Bij het OCMW werken al jaren en jaren twee soorten personeelsleden. Waarom eigenlijk?

Het is ingewikkeld.
Kortrijkwatcher had het er al driemaal over, al in onze gazetten in het jaar 2016, maar nu pas heeft een raadslid (Wouter Vermeersch, parlementariër en VB-fractieleider in de gemeenteraad) het even nodig gevonden om over deze toch rare kwestie een schriftelijke vraag te stellen. Hij moest dit blijkbaar in twee pogingen doen, om uiteindelijk wat nadere, beetje meer accurate informatie te verkrijgen. (Dat gaat hier zo , in stad.)
Momenteel werken er 630 koppen als werknemers van de vzw Zusters Augustinessen in de vele soorten zorginstellingen van het OCMW. Daarnaast zijn er 450 “pure” OCMW-personeelsleden, met een heel andere rechtspositieregeling (statuut).
(Ter info: Stad zelf telt nu minder medewerkers: 885 koppen.)

Vanwaar die twee verschillende personeelsstatuten?
Och ja, dat is nu eenmaal historisch zo gegroeid…Niets aan te doen.
In 1954 (je kunt peinzen) is een overeenkomst met de nonnen getekend door de voormalige Commissie voor Openbare Onderstand om de exploitatie van de woonzorgcentra toe te vertrouwen aan personeel van de nonnen Augustinessen. (Ge kunt peinzen.)
Maar.
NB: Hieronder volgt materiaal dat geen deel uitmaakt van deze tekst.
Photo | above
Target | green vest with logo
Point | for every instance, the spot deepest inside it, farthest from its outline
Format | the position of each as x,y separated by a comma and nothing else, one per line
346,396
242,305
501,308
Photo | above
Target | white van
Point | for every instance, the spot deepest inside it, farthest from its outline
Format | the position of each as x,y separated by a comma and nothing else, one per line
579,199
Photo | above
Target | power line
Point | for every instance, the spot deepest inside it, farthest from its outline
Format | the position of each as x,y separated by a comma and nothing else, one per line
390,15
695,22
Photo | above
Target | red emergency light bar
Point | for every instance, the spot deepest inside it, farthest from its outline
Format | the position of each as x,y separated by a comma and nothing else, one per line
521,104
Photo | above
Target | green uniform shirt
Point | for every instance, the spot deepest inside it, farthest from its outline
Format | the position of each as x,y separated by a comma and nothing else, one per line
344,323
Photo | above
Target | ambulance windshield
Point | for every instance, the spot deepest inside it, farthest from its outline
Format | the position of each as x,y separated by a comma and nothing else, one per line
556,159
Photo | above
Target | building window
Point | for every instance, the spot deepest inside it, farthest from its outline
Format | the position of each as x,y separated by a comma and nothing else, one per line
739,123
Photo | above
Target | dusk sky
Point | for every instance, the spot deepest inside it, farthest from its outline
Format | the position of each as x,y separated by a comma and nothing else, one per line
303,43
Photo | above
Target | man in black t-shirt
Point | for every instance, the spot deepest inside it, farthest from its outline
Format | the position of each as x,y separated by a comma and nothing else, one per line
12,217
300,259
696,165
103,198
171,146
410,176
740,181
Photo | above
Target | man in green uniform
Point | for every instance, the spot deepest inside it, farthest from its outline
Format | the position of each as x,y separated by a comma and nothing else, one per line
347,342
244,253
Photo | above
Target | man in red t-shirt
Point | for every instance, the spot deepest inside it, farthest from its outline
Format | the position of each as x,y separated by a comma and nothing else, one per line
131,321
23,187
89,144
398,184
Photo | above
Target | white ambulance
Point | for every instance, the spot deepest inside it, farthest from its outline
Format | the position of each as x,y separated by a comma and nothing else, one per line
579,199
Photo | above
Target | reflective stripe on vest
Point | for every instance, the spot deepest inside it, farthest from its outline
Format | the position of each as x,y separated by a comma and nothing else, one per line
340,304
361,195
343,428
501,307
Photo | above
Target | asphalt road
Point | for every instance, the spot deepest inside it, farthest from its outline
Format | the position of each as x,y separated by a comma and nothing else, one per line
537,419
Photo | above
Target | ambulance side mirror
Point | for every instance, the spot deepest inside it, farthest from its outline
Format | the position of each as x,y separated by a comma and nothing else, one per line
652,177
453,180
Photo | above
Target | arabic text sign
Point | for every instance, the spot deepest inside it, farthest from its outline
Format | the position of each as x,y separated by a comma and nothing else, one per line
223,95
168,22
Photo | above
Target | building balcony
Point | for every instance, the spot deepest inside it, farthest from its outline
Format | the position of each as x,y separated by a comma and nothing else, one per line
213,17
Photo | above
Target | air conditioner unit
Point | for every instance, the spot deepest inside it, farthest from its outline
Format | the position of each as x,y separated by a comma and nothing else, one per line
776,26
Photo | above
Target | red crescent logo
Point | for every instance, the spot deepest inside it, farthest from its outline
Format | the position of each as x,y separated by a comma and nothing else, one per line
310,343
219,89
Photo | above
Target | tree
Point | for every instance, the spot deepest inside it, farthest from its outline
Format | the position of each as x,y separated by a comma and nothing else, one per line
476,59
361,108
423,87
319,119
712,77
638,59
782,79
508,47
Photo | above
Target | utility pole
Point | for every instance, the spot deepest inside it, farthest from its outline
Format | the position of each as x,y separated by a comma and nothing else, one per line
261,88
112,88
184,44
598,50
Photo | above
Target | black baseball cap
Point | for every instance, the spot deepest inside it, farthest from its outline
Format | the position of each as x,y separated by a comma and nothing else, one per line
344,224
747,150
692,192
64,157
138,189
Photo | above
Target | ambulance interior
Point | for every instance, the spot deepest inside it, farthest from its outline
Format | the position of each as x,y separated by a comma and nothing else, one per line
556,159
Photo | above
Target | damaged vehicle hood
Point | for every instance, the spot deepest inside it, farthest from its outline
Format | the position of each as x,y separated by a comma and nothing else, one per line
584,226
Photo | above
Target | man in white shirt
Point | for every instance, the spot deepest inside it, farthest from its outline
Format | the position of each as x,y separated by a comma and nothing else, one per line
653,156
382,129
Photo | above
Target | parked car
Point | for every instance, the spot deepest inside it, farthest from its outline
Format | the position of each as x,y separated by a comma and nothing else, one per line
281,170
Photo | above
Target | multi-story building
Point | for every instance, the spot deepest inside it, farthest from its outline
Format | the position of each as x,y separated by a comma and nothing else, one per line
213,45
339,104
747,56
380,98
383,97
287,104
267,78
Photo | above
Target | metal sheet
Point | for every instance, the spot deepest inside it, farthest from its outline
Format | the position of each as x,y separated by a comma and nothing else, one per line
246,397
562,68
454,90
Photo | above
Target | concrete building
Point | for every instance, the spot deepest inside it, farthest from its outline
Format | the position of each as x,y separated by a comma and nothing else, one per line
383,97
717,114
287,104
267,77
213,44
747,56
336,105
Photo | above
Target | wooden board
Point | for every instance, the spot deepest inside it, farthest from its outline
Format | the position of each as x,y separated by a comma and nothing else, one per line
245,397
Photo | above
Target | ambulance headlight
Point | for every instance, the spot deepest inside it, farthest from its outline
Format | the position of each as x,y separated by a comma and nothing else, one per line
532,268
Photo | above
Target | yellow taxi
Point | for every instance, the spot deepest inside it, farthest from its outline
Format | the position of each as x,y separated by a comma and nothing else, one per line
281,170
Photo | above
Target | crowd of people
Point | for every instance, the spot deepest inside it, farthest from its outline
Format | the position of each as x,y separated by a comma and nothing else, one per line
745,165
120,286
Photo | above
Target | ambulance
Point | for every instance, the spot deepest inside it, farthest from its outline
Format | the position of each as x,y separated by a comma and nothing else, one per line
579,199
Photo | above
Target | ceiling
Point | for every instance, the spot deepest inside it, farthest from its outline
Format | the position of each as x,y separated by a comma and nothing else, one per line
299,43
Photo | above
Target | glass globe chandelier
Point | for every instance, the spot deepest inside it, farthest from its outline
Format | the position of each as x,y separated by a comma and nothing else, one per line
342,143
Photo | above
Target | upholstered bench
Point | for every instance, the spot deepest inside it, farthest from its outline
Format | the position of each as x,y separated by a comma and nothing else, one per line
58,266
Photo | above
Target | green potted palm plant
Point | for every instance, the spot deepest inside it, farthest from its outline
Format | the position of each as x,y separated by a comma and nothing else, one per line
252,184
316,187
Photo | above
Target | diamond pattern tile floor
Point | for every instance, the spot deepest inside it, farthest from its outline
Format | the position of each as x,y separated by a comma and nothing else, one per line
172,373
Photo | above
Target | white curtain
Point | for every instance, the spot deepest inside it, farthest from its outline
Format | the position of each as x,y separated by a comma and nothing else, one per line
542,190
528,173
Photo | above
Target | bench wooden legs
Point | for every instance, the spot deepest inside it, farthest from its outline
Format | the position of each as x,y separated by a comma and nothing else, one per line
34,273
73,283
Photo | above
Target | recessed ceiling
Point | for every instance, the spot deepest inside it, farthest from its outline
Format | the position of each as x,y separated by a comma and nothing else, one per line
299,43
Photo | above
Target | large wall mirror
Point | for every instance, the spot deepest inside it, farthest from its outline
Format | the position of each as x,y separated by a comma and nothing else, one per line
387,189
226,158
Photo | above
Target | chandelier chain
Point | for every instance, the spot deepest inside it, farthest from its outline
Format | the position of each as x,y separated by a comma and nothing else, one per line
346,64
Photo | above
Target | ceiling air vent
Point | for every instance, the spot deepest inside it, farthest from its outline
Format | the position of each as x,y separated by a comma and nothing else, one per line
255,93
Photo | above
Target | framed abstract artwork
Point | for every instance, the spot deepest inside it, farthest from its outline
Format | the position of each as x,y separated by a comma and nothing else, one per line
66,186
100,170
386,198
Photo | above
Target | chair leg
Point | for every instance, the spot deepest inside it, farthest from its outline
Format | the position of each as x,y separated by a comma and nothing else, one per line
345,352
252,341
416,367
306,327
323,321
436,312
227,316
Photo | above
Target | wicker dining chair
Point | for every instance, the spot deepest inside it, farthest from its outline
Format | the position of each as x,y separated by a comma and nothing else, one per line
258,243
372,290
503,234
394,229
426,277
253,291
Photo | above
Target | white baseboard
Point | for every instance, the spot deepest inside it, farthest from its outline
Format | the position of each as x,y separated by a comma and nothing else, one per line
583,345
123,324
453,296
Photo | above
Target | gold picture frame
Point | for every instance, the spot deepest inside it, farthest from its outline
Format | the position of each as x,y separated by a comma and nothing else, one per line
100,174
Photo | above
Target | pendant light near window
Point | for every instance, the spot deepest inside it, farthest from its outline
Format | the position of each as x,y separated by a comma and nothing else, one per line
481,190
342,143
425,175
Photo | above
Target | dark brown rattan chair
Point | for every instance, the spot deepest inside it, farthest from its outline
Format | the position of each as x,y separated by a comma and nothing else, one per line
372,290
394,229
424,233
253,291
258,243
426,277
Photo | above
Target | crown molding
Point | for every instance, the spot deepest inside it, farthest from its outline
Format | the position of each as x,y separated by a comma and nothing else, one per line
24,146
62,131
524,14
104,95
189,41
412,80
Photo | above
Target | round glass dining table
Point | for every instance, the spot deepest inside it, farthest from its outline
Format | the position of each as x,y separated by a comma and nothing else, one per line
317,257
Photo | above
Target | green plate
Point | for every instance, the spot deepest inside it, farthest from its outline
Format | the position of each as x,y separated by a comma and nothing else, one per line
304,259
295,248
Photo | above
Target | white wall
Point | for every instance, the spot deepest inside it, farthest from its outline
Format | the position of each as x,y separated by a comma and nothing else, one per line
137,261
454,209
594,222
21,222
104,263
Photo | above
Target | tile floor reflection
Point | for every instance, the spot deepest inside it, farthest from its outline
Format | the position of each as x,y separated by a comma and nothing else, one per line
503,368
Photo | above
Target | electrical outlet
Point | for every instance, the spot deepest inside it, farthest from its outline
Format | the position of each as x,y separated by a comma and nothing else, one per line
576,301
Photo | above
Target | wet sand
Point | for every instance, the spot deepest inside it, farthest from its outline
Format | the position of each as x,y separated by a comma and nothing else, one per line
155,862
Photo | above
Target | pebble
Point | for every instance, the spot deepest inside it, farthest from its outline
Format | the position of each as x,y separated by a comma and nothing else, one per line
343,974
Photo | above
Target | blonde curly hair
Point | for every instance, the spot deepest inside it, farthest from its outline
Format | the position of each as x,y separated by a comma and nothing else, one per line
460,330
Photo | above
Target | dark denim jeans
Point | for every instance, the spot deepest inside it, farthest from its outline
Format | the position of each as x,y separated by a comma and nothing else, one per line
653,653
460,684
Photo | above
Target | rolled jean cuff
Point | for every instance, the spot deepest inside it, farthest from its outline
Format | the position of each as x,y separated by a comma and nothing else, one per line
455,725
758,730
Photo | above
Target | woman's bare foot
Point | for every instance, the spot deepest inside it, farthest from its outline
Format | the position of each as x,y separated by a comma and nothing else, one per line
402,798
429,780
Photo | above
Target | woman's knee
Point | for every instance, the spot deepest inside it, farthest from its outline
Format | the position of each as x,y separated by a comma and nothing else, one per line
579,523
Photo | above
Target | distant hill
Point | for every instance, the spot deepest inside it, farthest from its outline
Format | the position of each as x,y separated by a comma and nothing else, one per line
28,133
Die werknemers vallen sindsdien qua verloningen en zo onder een paritair comité, dat met de CAO 330. Deze CAO is volledig afgestemd op de tewerkstelling in de zorgsector en volgt o.a. de IFIC-schalen. Ja. Volgens het stadsbestuur biedt dit een meerwaarde voor zowel 1) het personeel (een statuut gelijk aan de private-sector, en 2) financieel interessant bij subsidies.

Er is dus een meer prozaïsche reden om de verschillende statuten te behouden. En wel met sindsdien een niet historisch gegroeide reden.
Het personeel van de nonnen is meer speciaal in de “zorg” aan het werk. Te weten: de wooncentra, transmurale zorg, begeleid wonen, thuiszorg, keuken, volksrestaurant. Met ingang van 2017 is daartoe een zgn. Intern Verzelfstandigd Agentschap (IVA) opgericht. Eerst dacht men de werking onder te brengen in een Extern Verzelfstandigd Agentschap (EVA) met rechtspersoonlijkheid. Maar na enig ingewonnen juridisch advies zag men in dat met deze rechtsvorm nog onmogelijk een contractuele samenwerkingsovereenkomst kon worden gesloten met de private-VZW van de Zusters Augustijnen. En daardoor zouden belangrijke financiële voordelen voor het OCMW (dus voor Stad) wegvallen.

Om hoeveel geldelijk voordeel gaat het?
In 2016 maakte de OCMW-voorzitter Philippe De Coene zelf de berekening. We weten het nog goed: 700.000 euro RIZIV-financiering plus 420.000 euro vanwege het in voege zijn van de verschillende statuten. Totaal: 1.120.000 euro. De vzw van de Zusters mocht en moest dus wel aan boord blijven als werkgever.
De 700K “rusthuisfinanciering” is nu 545K geworden.
De 420K, te wijten aan het verschil het verschil tussen publiek en privé personeelsstatuut, is op peil gebleven. Huidig totaal: 965.000 euro.
Er is dus een loonverschil (en wellicht nog andere minder zichtbare vormen van discriminatie tussen de twee soorten OCMW-medewerkers).
Maar ja, “elk statuut kent zijn voor- en nadelen“, zo zegt het stadsbestuur, zonder enige illustratie ervan.
“Van discriminatie is hier dus geen sprake”.

P.S.
Mijne frank begin pas nu te vallen, naar aanleiding de heibel rond het zorgbedrijf In Antwerpen.
AU FOUND is “ZORG Kortrijk” ook geprivatiseerd, maar dan onder het mom van een vrome instelling van uitstervende nonnen.